Principle:Duckdb Duckdb Auxiliary Code Generation
Overview
This principle covers generating auxiliary code including profiling metric enums, embedded test data, and compile-time constants. DuckDB uses a collection of smaller code generation scripts to produce supporting infrastructure that does not fall under the larger function registration or settings generation categories.
Description
The Auxiliary Code Generation principle governs a collection of smaller code generation tasks that produce various supporting artifacts for the DuckDB engine:
- Profiling metric enums -- A generator reads a JSON specification of profiling metric types and produces C++ enum definitions along with helper functions for converting between metric names and enum values. This ensures the profiling infrastructure has a consistent, auto-generated set of metric identifiers.
- Embedded test data -- Generators read SQL query files (TPC-H and TPC-DS workloads) and embed them as C++ string constants. This allows the test and benchmark infrastructure to reference standard queries without runtime file I/O.
- TPC-DS schema metadata -- A generator produces C++ headers describing the TPC-DS schema (table names, column definitions) for use in the TPC-DS benchmark harness.
- Vector size constants -- A generator produces a C++ header defining compile-time constants for the DuckDB vector size, which governs the batch size used throughout the vectorized execution engine.
Each of these tasks follows the same overarching pattern: a declarative or file-based input is transformed by a Python script into C++ code that is compiled into the engine.
Usage
Apply this principle when modifying profiling metrics, updating test queries, or changing vector size constants:
- When a new profiling metric is introduced, update the metric type JSON and re-run the metric enum generator.
- When TPC-H or TPC-DS queries are updated, re-run the CSV header and TPC-DS generators to refresh the embedded C++ strings.
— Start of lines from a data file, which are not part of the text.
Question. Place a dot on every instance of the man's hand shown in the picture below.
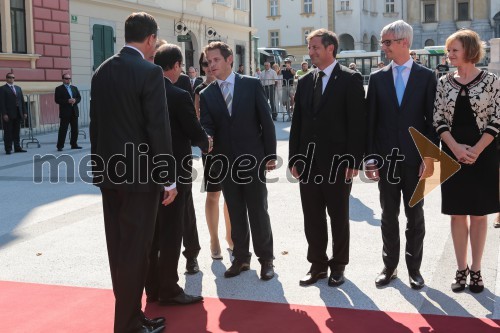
(169, 196)
(350, 173)
(371, 172)
(294, 172)
(426, 168)
(271, 165)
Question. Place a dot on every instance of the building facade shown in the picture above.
(97, 29)
(434, 20)
(35, 42)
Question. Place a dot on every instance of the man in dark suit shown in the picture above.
(329, 123)
(13, 113)
(400, 96)
(68, 97)
(161, 283)
(131, 149)
(234, 111)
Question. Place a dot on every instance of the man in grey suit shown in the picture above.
(235, 113)
(131, 147)
(400, 96)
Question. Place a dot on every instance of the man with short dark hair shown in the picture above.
(243, 132)
(400, 95)
(68, 97)
(329, 121)
(173, 219)
(13, 113)
(128, 110)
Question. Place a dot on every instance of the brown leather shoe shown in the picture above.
(386, 276)
(236, 268)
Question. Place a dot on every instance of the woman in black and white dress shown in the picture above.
(467, 118)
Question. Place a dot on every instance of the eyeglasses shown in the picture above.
(388, 42)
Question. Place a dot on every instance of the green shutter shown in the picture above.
(109, 42)
(103, 42)
(97, 37)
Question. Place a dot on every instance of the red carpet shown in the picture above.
(26, 307)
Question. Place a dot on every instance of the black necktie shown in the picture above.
(318, 91)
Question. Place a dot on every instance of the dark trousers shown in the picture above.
(247, 206)
(129, 221)
(270, 95)
(63, 130)
(162, 280)
(390, 200)
(190, 234)
(318, 199)
(11, 130)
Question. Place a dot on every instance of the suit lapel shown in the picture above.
(389, 83)
(410, 85)
(217, 96)
(328, 91)
(236, 94)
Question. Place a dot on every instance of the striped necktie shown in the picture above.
(226, 93)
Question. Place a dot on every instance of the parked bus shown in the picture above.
(273, 55)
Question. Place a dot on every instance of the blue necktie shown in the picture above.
(400, 84)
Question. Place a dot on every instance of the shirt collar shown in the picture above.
(407, 64)
(135, 48)
(229, 79)
(328, 70)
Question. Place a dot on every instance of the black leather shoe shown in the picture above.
(416, 279)
(267, 270)
(192, 266)
(386, 276)
(147, 329)
(181, 299)
(236, 268)
(336, 278)
(312, 277)
(154, 322)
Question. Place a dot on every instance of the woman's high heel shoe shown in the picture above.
(460, 280)
(476, 282)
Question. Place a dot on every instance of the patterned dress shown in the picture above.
(467, 111)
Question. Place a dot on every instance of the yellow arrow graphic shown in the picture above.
(446, 168)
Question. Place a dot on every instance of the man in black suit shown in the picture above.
(68, 97)
(234, 111)
(13, 113)
(400, 96)
(161, 283)
(328, 123)
(131, 153)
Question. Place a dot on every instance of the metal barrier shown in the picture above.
(43, 116)
(280, 96)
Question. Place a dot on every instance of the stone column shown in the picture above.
(480, 22)
(494, 65)
(415, 20)
(445, 18)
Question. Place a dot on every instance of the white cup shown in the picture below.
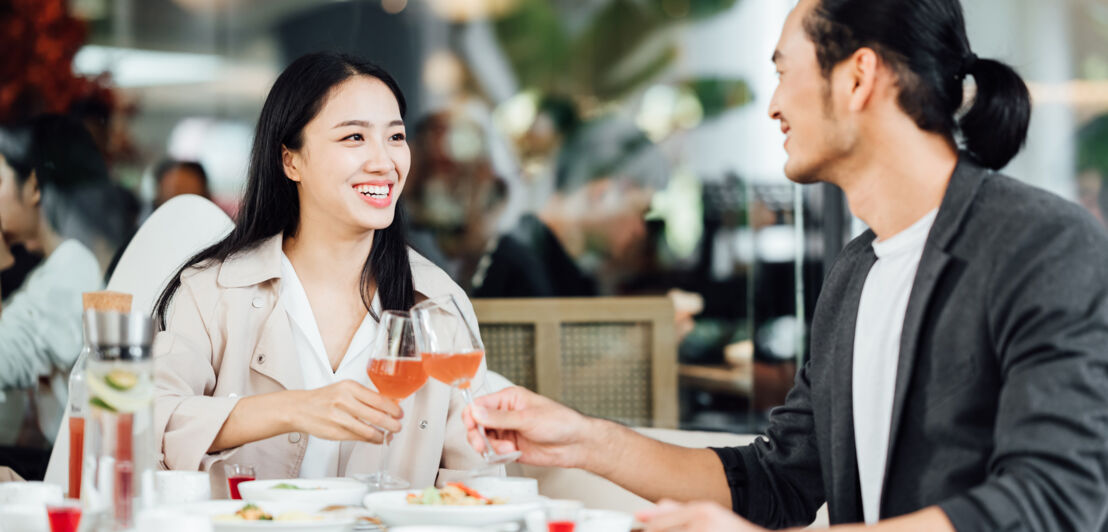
(604, 521)
(513, 489)
(34, 492)
(182, 487)
(24, 517)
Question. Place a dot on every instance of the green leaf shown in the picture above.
(717, 94)
(98, 402)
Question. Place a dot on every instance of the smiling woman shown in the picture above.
(267, 331)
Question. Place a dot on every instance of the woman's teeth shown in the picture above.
(373, 191)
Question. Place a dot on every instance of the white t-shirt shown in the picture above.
(876, 353)
(321, 457)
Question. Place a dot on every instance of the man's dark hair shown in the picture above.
(168, 164)
(925, 42)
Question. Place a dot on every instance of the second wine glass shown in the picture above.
(452, 351)
(397, 370)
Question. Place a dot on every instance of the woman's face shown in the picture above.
(354, 161)
(19, 212)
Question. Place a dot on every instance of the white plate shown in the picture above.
(433, 529)
(395, 510)
(325, 491)
(329, 523)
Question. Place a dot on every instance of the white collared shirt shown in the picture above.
(876, 353)
(321, 457)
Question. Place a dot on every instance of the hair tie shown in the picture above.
(968, 62)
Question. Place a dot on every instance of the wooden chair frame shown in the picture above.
(547, 315)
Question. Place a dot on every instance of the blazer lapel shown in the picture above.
(845, 504)
(275, 354)
(960, 194)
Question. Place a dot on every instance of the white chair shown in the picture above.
(601, 493)
(178, 229)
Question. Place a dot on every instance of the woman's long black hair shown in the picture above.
(925, 41)
(272, 206)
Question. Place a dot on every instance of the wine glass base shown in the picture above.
(502, 458)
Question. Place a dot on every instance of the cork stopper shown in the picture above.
(106, 300)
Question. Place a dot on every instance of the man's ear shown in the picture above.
(288, 161)
(31, 192)
(862, 75)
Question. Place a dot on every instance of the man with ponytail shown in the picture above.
(958, 369)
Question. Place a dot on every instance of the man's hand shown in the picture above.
(695, 517)
(546, 432)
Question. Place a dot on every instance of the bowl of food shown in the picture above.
(325, 491)
(454, 504)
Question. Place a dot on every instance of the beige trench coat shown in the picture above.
(228, 336)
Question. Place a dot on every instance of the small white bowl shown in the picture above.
(182, 487)
(604, 521)
(24, 517)
(34, 492)
(325, 491)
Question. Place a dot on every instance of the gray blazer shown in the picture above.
(1001, 408)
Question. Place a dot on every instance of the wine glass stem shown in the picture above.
(385, 456)
(469, 401)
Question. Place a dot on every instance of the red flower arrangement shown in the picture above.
(39, 39)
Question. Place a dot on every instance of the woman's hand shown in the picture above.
(345, 411)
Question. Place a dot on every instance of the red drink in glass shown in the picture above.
(63, 519)
(397, 378)
(77, 454)
(457, 369)
(233, 483)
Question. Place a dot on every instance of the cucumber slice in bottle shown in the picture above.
(121, 379)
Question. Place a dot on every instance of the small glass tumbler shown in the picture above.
(236, 474)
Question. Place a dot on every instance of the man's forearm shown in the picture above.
(655, 470)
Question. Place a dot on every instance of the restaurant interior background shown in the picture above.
(635, 129)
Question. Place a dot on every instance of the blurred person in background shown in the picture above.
(57, 201)
(957, 371)
(1093, 166)
(175, 177)
(455, 203)
(590, 234)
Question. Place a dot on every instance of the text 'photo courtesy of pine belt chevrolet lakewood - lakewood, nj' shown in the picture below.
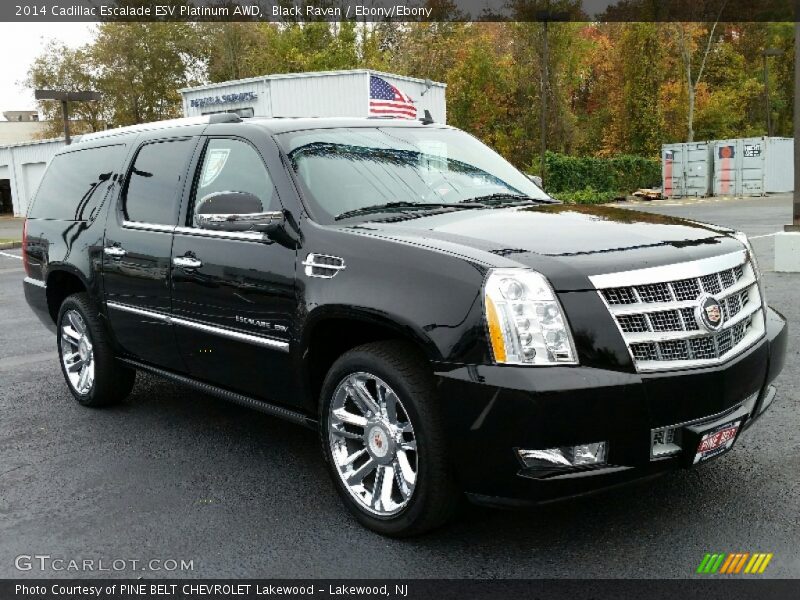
(448, 328)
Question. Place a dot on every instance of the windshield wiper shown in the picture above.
(391, 206)
(507, 198)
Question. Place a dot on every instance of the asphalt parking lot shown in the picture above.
(173, 474)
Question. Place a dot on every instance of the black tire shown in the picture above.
(112, 380)
(435, 497)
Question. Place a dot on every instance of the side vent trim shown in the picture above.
(323, 266)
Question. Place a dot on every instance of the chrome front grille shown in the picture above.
(655, 310)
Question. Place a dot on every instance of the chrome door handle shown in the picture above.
(187, 262)
(114, 251)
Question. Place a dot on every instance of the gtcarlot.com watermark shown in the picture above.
(59, 564)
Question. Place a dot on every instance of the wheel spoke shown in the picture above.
(76, 322)
(82, 380)
(351, 458)
(357, 476)
(74, 367)
(362, 397)
(70, 335)
(343, 433)
(405, 467)
(345, 416)
(410, 445)
(377, 489)
(390, 406)
(403, 485)
(387, 483)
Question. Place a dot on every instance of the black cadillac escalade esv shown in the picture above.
(446, 325)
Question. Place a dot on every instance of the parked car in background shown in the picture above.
(444, 324)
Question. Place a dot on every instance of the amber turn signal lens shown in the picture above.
(495, 332)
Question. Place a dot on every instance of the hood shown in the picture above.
(567, 243)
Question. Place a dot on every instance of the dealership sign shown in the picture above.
(224, 99)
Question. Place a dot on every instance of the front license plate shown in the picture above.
(716, 441)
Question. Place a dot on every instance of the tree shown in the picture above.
(687, 36)
(141, 67)
(59, 67)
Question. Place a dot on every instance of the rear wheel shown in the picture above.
(90, 368)
(384, 442)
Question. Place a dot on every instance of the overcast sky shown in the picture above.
(20, 44)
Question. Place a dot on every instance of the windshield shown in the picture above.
(348, 169)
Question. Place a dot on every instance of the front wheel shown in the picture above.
(383, 440)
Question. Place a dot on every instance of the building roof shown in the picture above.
(271, 124)
(224, 84)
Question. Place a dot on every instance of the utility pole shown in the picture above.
(545, 16)
(545, 86)
(766, 54)
(66, 98)
(795, 226)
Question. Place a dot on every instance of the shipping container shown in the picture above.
(686, 169)
(352, 93)
(21, 169)
(753, 166)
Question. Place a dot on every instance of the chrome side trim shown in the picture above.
(158, 227)
(674, 272)
(158, 316)
(36, 282)
(311, 263)
(234, 335)
(228, 333)
(231, 235)
(241, 399)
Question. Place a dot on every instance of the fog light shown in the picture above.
(583, 455)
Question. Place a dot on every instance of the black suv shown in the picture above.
(446, 325)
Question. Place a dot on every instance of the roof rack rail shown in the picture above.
(226, 117)
(183, 122)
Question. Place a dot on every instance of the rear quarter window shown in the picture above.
(76, 184)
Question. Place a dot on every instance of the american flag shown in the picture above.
(385, 100)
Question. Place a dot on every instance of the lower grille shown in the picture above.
(702, 348)
(662, 322)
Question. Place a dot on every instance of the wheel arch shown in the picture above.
(62, 282)
(332, 331)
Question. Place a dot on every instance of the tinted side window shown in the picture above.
(234, 166)
(155, 182)
(76, 184)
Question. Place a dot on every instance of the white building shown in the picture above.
(21, 168)
(317, 94)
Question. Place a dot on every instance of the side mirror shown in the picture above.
(235, 211)
(536, 180)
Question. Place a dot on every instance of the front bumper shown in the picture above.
(492, 409)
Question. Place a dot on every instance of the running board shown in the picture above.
(240, 399)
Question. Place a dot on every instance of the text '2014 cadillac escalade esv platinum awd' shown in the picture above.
(446, 325)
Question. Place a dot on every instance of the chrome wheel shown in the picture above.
(372, 443)
(77, 355)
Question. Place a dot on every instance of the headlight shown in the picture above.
(742, 237)
(526, 322)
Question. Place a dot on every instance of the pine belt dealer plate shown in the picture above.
(704, 441)
(717, 441)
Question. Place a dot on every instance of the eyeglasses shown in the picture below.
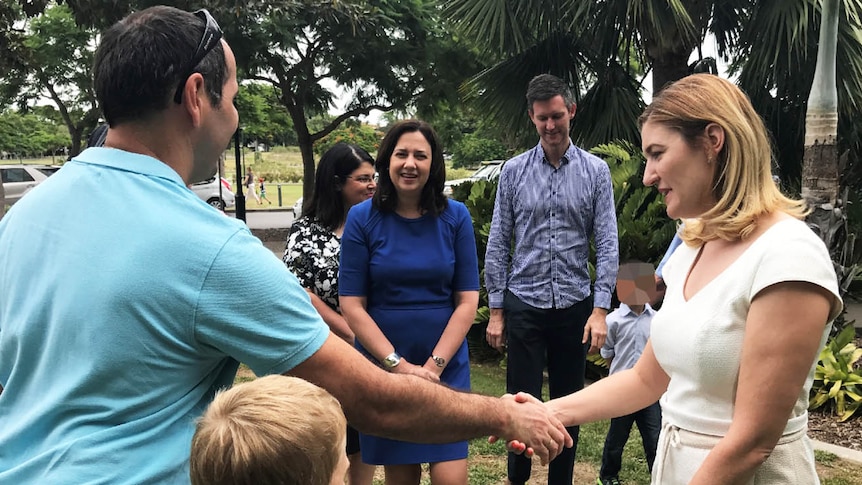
(364, 179)
(212, 35)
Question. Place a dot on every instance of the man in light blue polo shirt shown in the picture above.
(125, 300)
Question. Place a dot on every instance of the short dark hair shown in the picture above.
(544, 87)
(140, 59)
(326, 203)
(432, 199)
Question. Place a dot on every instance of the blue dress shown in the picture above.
(409, 270)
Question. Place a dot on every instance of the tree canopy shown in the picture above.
(50, 57)
(771, 47)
- When the default vector size needs to change (e.g., for performance experiments), update the input and re-run the vector size generator.
Theoretical Basis
- Compile-time code embedding -- SQL queries and other text artifacts are embedded as C++ string literals at compile time, eliminating runtime file dependencies and ensuring reproducible benchmarks.
- Constant generation -- Values such as vector sizes and enum discriminants are generated from a single source of truth, preventing accidental inconsistencies when the same constant is referenced in multiple places.
- Test data embedding -- Standard benchmark queries (TPC-H, TPC-DS) are baked into the binary, allowing benchmark and test harnesses to run without external data files.